L’ordre me fut donné d’avancer à nouveau, puis de m’arrêter, et je devinai
qu’on mettait des bûches dans le feu et sentis le bois s’embraser juste devant
moi. Le feu rugissait, les flammes rôtissaient ma peau nue et mon sexe, puis la
voix me commanda d’avancer dans le feu, et j’obéis... mettant le pied dans une
mare d’eau glacée qui me fit presque hurler de peur. Je me croyais dans une
cuve de métal fondu.
    Je sentis la
pointe d’une épée pressée sur ma virilité. Je reçus l’ordre d’avancer et, comme
j’avançai, la pointe s’éloigna.
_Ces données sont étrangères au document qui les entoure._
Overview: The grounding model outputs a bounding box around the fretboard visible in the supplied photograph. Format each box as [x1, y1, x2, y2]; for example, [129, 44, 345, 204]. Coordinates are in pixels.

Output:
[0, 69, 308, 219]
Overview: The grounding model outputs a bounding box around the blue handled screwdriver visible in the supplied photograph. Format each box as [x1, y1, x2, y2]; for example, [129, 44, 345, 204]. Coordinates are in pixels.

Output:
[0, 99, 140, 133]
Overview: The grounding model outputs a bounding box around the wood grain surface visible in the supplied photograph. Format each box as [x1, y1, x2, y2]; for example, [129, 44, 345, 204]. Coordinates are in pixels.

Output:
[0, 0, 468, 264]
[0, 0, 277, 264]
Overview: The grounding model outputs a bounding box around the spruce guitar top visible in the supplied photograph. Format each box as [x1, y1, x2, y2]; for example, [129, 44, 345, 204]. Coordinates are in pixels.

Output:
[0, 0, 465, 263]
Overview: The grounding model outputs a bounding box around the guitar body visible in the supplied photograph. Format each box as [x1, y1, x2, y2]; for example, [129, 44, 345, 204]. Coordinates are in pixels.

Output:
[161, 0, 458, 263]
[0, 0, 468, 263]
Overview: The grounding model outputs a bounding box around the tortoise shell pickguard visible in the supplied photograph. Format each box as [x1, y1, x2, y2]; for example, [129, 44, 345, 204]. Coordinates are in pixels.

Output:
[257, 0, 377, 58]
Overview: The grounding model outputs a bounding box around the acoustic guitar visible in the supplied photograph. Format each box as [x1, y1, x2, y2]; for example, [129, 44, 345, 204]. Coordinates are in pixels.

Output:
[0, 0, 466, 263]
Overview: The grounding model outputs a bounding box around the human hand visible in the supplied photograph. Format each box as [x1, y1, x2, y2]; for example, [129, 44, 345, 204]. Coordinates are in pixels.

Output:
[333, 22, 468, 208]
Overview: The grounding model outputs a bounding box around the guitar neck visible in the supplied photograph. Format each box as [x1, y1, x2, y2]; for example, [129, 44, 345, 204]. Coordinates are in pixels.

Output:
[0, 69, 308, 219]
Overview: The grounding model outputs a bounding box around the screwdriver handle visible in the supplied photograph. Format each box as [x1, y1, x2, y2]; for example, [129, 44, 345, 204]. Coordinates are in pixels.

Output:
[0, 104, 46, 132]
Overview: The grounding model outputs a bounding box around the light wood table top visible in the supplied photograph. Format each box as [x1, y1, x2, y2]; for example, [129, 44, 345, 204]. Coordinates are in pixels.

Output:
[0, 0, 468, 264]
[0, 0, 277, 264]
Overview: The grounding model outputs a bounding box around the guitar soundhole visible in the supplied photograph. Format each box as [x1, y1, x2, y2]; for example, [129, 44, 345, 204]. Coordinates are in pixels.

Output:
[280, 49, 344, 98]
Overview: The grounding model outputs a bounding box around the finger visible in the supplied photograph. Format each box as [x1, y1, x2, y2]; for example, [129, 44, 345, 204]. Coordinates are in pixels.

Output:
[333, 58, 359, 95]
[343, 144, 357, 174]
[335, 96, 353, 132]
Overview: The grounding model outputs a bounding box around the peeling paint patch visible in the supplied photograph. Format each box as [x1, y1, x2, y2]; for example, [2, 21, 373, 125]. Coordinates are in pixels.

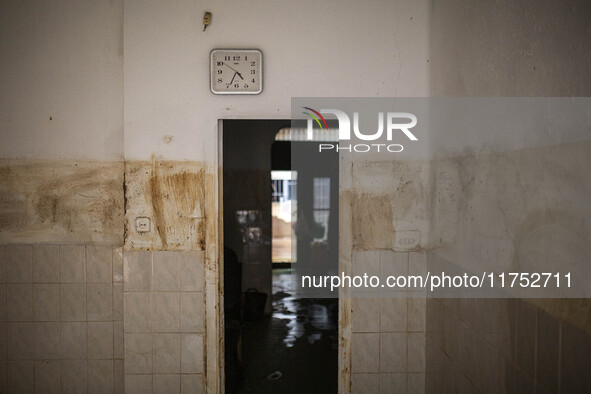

Des artifices, bien entendu, mais les herbes et
les champignons ajoutés au breuvage suffisaient à leur donner des allures de
miracles, et lorsque j’eus parcouru le chemin sinueux qui menait à la chambre
chaude, enfumée et résonnante au cœur de la cérémonie, j’étais déjà dans les
transes de la terreur et de l’exaltation. On me conduisit à une pierre de la
hauteur d’une table et l’on me mit un couteau dans la main droite tandis que
l’on plaçait ma main gauche, la paume tournée vers le bas, sur un ventre nu.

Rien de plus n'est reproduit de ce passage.